Permettre le dialogue des cultures

L’humilité du praticien qui accepte de comprendre la culture du patient offre un espace d’écoute pour créer une relation de confiance et instaurer un dialogue avec sa famille. Ce cadre permet de poser les questions suivantes : Comment se métisse-t-on ? Que garde-t-on de sa culture d’origine ? Que doit-on prendre en arrivant dans un nouveau pays ? Comment se transforme-t-on ?

« C’est ce travail qui permet le métissage, assure Marie-Rose Moro. L’institution doit faire preuve de bienveillance pour permettre à deux mondes de se rencontrer et de dialoguer. Nous devons faire l’hypothèse que ce que l’autre demande, même si nous ne le comprenons pas, a un sens et que, parce qu’il en ressent le besoin, c’est bon pour lui ».

Pour accompagner les familles migrantes, l’approche transculturelle en psychiatrie aide ainsi à contextualiser les pratiques culturelles pour éviter de poser des diagnostics erronés à partir de jugements ou de représentations. « Le risque est de psychiatriser une situation qui n’en est pas une », rappelle la spécialiste.
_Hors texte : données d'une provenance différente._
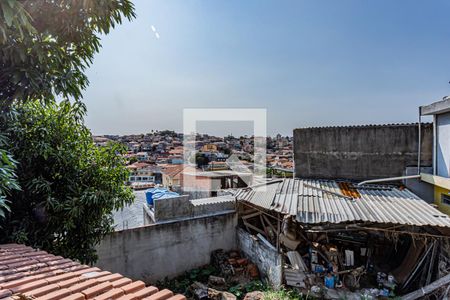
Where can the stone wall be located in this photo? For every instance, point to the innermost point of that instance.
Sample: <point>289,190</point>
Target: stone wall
<point>360,152</point>
<point>168,249</point>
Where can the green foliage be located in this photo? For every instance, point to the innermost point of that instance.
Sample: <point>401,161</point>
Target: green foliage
<point>46,45</point>
<point>201,160</point>
<point>182,283</point>
<point>284,294</point>
<point>8,178</point>
<point>69,186</point>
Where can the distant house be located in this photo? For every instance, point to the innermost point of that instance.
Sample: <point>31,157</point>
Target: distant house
<point>144,172</point>
<point>216,166</point>
<point>142,156</point>
<point>171,175</point>
<point>209,148</point>
<point>175,159</point>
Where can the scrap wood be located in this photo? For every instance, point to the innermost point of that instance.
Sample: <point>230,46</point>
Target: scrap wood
<point>294,278</point>
<point>441,282</point>
<point>296,261</point>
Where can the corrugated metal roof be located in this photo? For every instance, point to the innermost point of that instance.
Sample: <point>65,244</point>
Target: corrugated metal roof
<point>325,201</point>
<point>213,200</point>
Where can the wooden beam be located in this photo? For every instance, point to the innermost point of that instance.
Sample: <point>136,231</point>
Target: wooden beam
<point>420,293</point>
<point>254,228</point>
<point>245,217</point>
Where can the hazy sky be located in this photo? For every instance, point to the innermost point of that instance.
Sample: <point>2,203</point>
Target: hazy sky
<point>310,63</point>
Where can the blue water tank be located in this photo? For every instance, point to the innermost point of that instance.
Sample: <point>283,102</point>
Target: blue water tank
<point>158,193</point>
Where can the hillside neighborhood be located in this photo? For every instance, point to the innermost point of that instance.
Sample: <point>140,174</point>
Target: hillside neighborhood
<point>340,189</point>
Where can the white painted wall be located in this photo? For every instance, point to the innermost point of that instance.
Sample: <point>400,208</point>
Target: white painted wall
<point>157,251</point>
<point>443,145</point>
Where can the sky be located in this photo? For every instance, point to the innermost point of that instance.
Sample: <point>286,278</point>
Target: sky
<point>309,63</point>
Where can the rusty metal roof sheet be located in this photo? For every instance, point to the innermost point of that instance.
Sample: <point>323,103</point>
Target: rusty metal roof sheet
<point>328,201</point>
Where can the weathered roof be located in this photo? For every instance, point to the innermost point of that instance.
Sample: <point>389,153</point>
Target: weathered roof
<point>213,200</point>
<point>26,273</point>
<point>328,201</point>
<point>435,108</point>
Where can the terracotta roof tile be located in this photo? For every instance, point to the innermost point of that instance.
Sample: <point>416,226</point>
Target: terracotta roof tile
<point>97,289</point>
<point>76,296</point>
<point>5,293</point>
<point>111,294</point>
<point>29,286</point>
<point>146,292</point>
<point>177,297</point>
<point>56,295</point>
<point>133,287</point>
<point>161,295</point>
<point>42,290</point>
<point>127,297</point>
<point>121,282</point>
<point>83,285</point>
<point>110,278</point>
<point>27,272</point>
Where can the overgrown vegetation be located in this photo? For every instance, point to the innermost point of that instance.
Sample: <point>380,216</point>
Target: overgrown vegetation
<point>182,283</point>
<point>8,178</point>
<point>46,45</point>
<point>69,185</point>
<point>57,190</point>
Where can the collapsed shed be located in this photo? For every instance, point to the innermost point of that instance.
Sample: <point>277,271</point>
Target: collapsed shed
<point>381,236</point>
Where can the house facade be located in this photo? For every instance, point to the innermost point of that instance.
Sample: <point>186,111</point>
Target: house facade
<point>440,111</point>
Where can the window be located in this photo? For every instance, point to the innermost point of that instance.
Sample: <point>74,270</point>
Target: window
<point>445,199</point>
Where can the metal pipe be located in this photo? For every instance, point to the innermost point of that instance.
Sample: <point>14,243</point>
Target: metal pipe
<point>389,179</point>
<point>434,145</point>
<point>419,146</point>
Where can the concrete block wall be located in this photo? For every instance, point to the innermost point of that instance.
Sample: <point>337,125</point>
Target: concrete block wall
<point>360,152</point>
<point>169,249</point>
<point>268,260</point>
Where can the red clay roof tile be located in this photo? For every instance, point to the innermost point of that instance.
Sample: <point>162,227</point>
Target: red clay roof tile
<point>111,294</point>
<point>42,290</point>
<point>27,272</point>
<point>76,296</point>
<point>121,282</point>
<point>5,293</point>
<point>161,295</point>
<point>127,297</point>
<point>148,291</point>
<point>56,295</point>
<point>110,278</point>
<point>177,297</point>
<point>133,287</point>
<point>97,289</point>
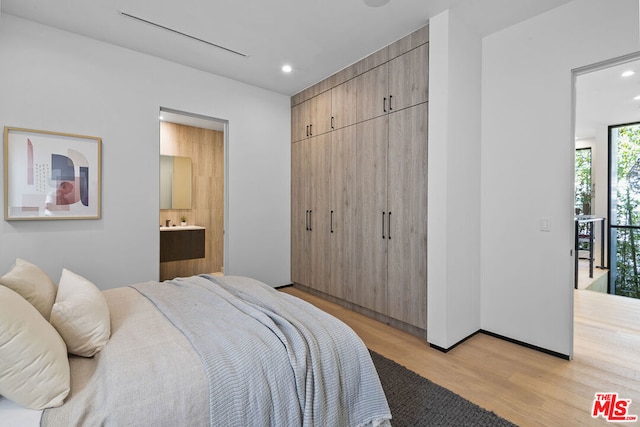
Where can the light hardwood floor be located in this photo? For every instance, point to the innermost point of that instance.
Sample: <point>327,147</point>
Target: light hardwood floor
<point>525,386</point>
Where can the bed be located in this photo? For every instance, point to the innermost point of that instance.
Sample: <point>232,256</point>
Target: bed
<point>208,350</point>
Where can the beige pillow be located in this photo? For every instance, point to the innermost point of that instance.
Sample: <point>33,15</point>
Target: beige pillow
<point>33,284</point>
<point>34,368</point>
<point>81,315</point>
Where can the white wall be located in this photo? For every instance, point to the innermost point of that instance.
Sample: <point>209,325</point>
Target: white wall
<point>526,163</point>
<point>58,81</point>
<point>453,243</point>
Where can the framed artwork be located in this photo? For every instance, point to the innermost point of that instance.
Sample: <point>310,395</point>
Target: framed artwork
<point>50,175</point>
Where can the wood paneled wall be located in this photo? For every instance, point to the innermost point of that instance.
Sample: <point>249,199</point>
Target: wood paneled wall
<point>206,149</point>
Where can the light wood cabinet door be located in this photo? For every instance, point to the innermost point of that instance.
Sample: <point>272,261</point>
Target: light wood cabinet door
<point>320,114</point>
<point>371,208</point>
<point>407,187</point>
<point>371,93</point>
<point>300,206</point>
<point>342,215</point>
<point>320,171</point>
<point>408,78</point>
<point>343,105</point>
<point>300,121</point>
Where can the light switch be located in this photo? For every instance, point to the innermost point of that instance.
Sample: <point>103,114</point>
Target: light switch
<point>545,224</point>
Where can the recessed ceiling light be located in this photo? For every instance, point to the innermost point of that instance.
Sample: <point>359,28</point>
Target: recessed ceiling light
<point>375,3</point>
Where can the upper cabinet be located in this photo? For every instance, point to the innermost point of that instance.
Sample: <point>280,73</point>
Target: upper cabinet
<point>393,85</point>
<point>311,117</point>
<point>343,105</point>
<point>406,86</point>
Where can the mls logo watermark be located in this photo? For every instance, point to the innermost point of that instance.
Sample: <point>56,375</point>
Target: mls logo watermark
<point>612,408</point>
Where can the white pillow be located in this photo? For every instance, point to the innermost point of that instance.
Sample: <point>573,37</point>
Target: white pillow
<point>81,315</point>
<point>33,284</point>
<point>34,368</point>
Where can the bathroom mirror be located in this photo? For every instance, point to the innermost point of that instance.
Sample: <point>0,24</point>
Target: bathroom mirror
<point>175,182</point>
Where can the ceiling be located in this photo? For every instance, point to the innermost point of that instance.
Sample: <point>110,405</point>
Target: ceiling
<point>604,97</point>
<point>316,37</point>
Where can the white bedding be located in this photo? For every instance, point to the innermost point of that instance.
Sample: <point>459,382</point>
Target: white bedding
<point>14,415</point>
<point>150,373</point>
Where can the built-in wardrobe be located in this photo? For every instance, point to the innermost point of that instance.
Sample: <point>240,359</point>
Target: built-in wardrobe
<point>359,185</point>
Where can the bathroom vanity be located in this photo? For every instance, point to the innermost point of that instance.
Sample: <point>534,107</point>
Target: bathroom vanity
<point>182,242</point>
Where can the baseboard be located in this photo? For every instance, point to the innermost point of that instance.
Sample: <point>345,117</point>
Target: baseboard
<point>502,337</point>
<point>524,344</point>
<point>446,350</point>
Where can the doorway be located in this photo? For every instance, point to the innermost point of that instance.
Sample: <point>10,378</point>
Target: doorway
<point>605,94</point>
<point>624,207</point>
<point>201,143</point>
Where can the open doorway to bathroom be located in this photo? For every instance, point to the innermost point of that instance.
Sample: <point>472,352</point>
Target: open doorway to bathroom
<point>192,194</point>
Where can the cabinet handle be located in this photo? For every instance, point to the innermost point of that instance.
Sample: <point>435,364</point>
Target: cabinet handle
<point>332,221</point>
<point>389,226</point>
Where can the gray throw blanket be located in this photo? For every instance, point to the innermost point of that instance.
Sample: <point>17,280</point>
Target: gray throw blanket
<point>270,358</point>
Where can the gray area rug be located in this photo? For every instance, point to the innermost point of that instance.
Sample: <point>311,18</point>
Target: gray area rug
<point>416,401</point>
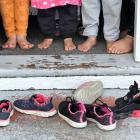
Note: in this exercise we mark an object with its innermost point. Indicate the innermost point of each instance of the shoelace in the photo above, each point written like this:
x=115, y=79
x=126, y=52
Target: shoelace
x=102, y=103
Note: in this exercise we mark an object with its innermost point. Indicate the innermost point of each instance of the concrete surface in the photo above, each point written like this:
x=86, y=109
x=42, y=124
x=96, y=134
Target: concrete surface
x=26, y=127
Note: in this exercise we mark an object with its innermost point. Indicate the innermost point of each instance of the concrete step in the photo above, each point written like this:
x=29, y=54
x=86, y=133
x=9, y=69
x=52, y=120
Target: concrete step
x=23, y=127
x=25, y=72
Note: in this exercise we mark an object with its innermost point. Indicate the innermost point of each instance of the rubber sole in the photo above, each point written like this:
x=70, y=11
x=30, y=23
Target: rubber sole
x=103, y=127
x=6, y=122
x=89, y=92
x=37, y=113
x=72, y=123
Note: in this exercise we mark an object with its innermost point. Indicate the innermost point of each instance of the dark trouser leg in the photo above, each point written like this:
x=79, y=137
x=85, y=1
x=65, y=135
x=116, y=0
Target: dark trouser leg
x=68, y=20
x=46, y=19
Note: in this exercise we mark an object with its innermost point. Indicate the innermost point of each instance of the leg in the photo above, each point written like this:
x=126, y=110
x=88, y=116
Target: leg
x=21, y=8
x=125, y=45
x=46, y=19
x=111, y=12
x=7, y=12
x=90, y=17
x=68, y=25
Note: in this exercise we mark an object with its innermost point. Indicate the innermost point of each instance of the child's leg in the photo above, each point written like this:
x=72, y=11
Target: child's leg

Pour soutenir la construction identitaire des enfants migrants

Moustapha Doucoure, tradipraticien, et le docteur Baba Koumaré, professeur émérite en psychiatrie à la faculté de médecine du Mali, ont fait le déplacement pour l’occasion. Leur intervention a permis de passer en revue les différentes protections traditionnelles qui accompagnent les enfants de l’Afrique de l’Ouest depuis leur naissance et jusqu’à leur entrée dans l’âge adulte.


Des colliers ou des ceintures qui ont des rôles précis comme la prévention des maladies physiques, psychiques ou spirituelles et qui permettent de renforcer leurs défenses immunitaires. « Ces objets et ces symboles traditionnels, qui font partie du monde des enfants de migrants, contribuent au processus d’acculturation en facilitant le partage, la transmission et l’initiation aux origines », a dévoilé Baba Koumaré. C’est parfois le seul objet du pays d’origine qui résiste au voyage.

Ces protections infantiles maternelles maliennes vont désormais rejoindre les collections du Muséum d’histoire naturelle de Bourges dont le rôle est de « collecter et conserver le patrimoine immatériel » à travers la sauvegarde des histoires et des récits des objets qu’il protège, a rappelé son directeur, Sébastien Minchin.